A0933
Title: Beta regression: Shrinkage-Liu type estimator with application
Authors: Peter Karlsson - Linneaus University (Sweden) [presenting]
Stanislas Muhinyuza - Linnaeus University (Sweden)
Maziar Sahamkhadam - Linnaeus University (Sweden)
Abstract: Beta regression is widely used for modeling outcome variables bounded within the open interval from zero to one. However, when non-orthogonal regressors are present, the performance of the maximum likelihood estimator deteriorates, and a common solution to address this issue is to use a shrinkage estimator.
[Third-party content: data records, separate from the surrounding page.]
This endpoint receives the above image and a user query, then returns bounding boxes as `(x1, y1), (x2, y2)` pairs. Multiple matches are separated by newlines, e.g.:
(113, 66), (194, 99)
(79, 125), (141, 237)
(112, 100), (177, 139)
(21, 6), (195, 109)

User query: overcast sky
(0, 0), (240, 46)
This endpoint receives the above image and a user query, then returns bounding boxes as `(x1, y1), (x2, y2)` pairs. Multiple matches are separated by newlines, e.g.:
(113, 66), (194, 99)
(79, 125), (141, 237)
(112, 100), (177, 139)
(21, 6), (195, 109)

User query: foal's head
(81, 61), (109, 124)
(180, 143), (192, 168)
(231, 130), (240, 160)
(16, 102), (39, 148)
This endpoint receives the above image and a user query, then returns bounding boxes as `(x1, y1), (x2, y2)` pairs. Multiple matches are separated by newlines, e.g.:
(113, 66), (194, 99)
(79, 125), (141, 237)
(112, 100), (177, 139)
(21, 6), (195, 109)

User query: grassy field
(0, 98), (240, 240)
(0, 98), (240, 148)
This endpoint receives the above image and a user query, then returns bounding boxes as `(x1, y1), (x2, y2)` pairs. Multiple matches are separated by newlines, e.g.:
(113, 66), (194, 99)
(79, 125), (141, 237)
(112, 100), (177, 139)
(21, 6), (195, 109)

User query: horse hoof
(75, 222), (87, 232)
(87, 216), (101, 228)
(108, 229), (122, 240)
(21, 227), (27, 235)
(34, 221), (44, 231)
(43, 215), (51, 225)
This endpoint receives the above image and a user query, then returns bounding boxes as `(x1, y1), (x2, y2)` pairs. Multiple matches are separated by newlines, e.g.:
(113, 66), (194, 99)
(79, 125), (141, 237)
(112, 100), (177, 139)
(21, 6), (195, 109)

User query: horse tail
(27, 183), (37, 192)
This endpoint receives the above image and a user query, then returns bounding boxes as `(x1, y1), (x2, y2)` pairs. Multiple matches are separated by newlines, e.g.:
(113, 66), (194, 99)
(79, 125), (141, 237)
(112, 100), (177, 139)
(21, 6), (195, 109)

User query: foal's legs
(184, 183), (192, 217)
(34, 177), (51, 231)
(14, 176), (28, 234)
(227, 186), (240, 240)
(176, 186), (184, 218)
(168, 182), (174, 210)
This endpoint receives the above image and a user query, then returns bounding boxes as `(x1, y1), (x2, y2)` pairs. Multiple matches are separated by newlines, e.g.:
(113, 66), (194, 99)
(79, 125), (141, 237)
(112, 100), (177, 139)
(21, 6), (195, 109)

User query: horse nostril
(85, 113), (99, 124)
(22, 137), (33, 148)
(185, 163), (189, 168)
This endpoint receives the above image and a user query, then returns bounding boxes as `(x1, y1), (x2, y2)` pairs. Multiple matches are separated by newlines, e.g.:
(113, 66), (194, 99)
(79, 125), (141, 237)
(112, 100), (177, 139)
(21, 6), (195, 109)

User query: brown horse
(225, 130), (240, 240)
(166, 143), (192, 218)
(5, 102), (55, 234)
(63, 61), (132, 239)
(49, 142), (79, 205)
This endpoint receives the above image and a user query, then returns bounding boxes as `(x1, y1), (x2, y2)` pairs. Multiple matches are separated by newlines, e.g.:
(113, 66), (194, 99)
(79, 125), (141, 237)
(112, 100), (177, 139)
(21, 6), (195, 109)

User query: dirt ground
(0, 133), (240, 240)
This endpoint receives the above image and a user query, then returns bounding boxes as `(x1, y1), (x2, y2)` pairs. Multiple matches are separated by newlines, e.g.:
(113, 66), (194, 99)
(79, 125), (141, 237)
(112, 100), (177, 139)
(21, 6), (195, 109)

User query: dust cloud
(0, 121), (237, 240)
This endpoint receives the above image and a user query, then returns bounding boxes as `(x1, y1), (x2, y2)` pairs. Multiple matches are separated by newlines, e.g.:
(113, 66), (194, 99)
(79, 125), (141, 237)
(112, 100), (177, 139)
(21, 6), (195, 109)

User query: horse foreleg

Furthermore, sometimes, there is prior information about the parameters in the Beta regression model, such that the parameter vector is suspected to belong to a linear subspace. The restricted linear regression model with multicollinearity is common in practice, and shrinkage estimators of the model coefficients have been considered in the literature. However, the literature on shrinkage estimators for Beta regression models is limited under such settings. A two-parameter Liu linear shrinkage estimator is introduced, tailored for estimating the vector of parameters in a Beta regression model with a fixed dispersion parameter under the assumption of linear restrictions on the parameter vector. This estimator is particularly applicable in various practical scenarios where the level of correlation among the regressors varies, and the coefficient vector is suspected to belong to a linear subspace. Furthermore, the necessary and sufficient conditions for establishing the superiority of the new estimator over both one-parameter Liu estimators and two-parameter Stein-type estimators are derived. Finally, an empirical application is presented.